Re: plain rules, please [was: Semantic Web Rule Language (SWRL) 0.5 released]

   [Graham Klyne]
   My question about the distinction between "deduction" and other forms of 
   inference was posed to help me better understand the points you have been 
   making about the utility of non-deductive inferences.

    From your response, I think that "deduction" is the process of finding a 
   proof in some theory.  Thus, "deductions" (deduced results) are precisely 
   those that are proven to be true in some (accepted) proof theory.  

Instead of "proof theory," it would be better to say "logical theory,"
that is, a set of axioms and inference rules.  Generally speaking,
the inference rules remain constant across a broad range of logical
theories, so that the term "logical theory" usually applies to a set of
axioms, with some inference machinery being postulated up front.  In the
case of first-order logical theories, there are many candidates for
the basic machinery, and they all do the same thing, so one often
doesn't bother mentioning the inference rules or logical axioms (i.e.,
domain-independent axioms of pure logic, such as p->(q->p)).

   (And, 
   maybe, for a proof theory to be acceptable, it must be sound with respect 
   to some accepted model theory.)

I would rather say, "It must be sound with respect to its agreed-upon
formal semantics," but for some reason the phrase "model theory of X"
has come to mean "formal semantics of X."

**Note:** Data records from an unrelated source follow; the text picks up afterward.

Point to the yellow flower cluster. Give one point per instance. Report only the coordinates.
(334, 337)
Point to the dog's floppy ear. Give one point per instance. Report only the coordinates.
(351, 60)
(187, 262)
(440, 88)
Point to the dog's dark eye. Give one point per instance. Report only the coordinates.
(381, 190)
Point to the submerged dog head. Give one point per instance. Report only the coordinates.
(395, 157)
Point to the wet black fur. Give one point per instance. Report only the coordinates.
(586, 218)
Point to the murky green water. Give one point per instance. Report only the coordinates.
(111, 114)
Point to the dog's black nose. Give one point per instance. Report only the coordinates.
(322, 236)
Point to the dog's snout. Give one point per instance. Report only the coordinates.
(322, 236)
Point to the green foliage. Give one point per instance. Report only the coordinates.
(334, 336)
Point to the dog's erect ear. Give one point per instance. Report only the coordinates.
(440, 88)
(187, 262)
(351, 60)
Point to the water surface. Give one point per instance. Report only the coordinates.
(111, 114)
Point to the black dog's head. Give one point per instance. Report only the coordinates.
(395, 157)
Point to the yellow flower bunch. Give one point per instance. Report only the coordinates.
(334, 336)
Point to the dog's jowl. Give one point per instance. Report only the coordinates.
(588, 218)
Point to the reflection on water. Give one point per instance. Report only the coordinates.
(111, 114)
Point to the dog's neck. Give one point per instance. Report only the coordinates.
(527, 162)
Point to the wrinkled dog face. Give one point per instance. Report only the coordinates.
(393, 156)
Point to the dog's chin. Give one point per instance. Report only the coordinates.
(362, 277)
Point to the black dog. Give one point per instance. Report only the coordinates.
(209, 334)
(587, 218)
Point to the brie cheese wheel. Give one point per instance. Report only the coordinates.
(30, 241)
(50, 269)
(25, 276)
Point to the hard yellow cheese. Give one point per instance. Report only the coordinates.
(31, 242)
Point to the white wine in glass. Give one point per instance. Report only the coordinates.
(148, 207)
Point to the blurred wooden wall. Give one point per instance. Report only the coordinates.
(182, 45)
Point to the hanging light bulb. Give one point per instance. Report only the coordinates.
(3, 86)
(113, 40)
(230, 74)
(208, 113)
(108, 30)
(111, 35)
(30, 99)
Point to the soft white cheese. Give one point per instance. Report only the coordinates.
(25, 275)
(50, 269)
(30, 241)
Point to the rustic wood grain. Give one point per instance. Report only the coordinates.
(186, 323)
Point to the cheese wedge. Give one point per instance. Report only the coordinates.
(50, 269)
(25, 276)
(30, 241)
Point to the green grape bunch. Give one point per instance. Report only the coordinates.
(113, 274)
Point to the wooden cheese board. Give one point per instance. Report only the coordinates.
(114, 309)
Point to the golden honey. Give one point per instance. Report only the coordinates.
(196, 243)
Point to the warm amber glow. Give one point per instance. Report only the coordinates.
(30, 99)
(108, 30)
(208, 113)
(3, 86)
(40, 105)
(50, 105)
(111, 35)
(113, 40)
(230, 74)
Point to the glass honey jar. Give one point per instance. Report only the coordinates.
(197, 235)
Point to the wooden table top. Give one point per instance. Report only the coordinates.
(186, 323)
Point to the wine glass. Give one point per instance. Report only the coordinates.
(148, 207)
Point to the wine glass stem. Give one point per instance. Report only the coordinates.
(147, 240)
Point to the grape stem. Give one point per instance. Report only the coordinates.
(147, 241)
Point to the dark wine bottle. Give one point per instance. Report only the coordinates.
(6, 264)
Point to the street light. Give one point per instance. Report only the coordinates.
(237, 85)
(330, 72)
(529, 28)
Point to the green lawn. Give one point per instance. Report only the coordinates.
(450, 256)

   On this basis, I understand the further points you are making to be that 
   there may be useful results (inferences) that cannot be proven.  Which, I 
   guess, takes us into issues of how dependable one needs results to be in 
   order for them to be useful.

   Am I following your key points?

Yes.

   (This leaves me wondering if it is not generally possible to turn any 
   non-deduction into a deduction by strengthening the accompanying proof 
   theory.  Picking an example from another thread here:  based on a given 
   knowledge of airports, I might usefully infer, via NAF, that the closest to 
   my current location is LHR, because I don't know of a closer one (and 
   there's a general presumption that I know about airports close to my 
   current location).  This is not a provable deduction, but maybe it is made 
   so by adding to the proof theory concerned an axiom to the effect that a 
   given list of airports is complete.)

The problem is that there is a trivial way to turn an inference of P
into a deduction: add P as an axiom.  So you have to be careful in
what you allow as an axiom.

Perhaps a better strategy is to stay away from particular statements
that we want to be theorems, and just look for logical theories with
lots of useful conclusions that are very rarely wrong.  The question
then is how many domains there are in which such theories exist.
Putting it this way makes it a matter of degree instead of a
theological schism; fans and nonfans of deduction must be prepared to
win some and lose some.

                                             -- Drew

-- 
                                             -- Drew McDermott
                                                Yale University CS Dept.